Former President Jimmy Carter, an outspoken critic of Israeli settlements, met Sunday with West Bank settlers in what he described as a chance to "listen" and make his views known.

Carter met with settler leader Shaul Goldstein and others at the pastoral settlement of Neve Daniel, south of Jerusalem. Carter said he was "here to listen" to the settlers, and that he hoped to "make sure they understand my own attitude toward Israel and the Jewish population in the world and toward the Jewish settlers."

Later, Carter sat in Goldstein's living room, positioned under five books of the Hebrew Bible on a bookshelf.

"This is our homeland, but we recognize there are other people living next to us," Goldstein told him, referring to the Palestinians, who view the West Bank as part of a future state.

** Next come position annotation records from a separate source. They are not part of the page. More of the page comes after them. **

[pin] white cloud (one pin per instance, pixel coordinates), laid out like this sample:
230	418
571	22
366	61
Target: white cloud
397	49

Jewish settlement in the West Bank is one of the key points of dispute among Israelis and Palestinians. Much of the international community views settlements as an obstacle to a peace deal.

Settlers, and many Israelis, see the West Bank as the Jewish people's Biblical heartland and say Israel should not cede it. Israeli Prime Minister Benjamin Netanyahu has come under pressure from President Barack Obama to halt settlement construction, but has so far refused to do so.

Carter, 85, brokered the historic peace deal between Israel and Egypt in 1979. In a controversial 2007 book, "Palestine: Peace Not Apartheid," Carter argued that Israel has to choose between ceding the West Bank to the Palestinians in a peace deal or maintaining a system of ethnic inequality similar to that of the apartheid regime in South Africa.

Views like that have made Carter unpopular among settlers and their supporters. A group of local settlers circulated an open letter titled, "Jimmy Carter go home," saying the former president was an "anti-Semite" and "not welcome here."

"Mr. Carter is an advocate for those seeking to destroy Israel, and the fact that he contributes to that agenda under the guise of a man of good will seeking peace only makes him more dangerous and his efforts more dishonest," the letter said.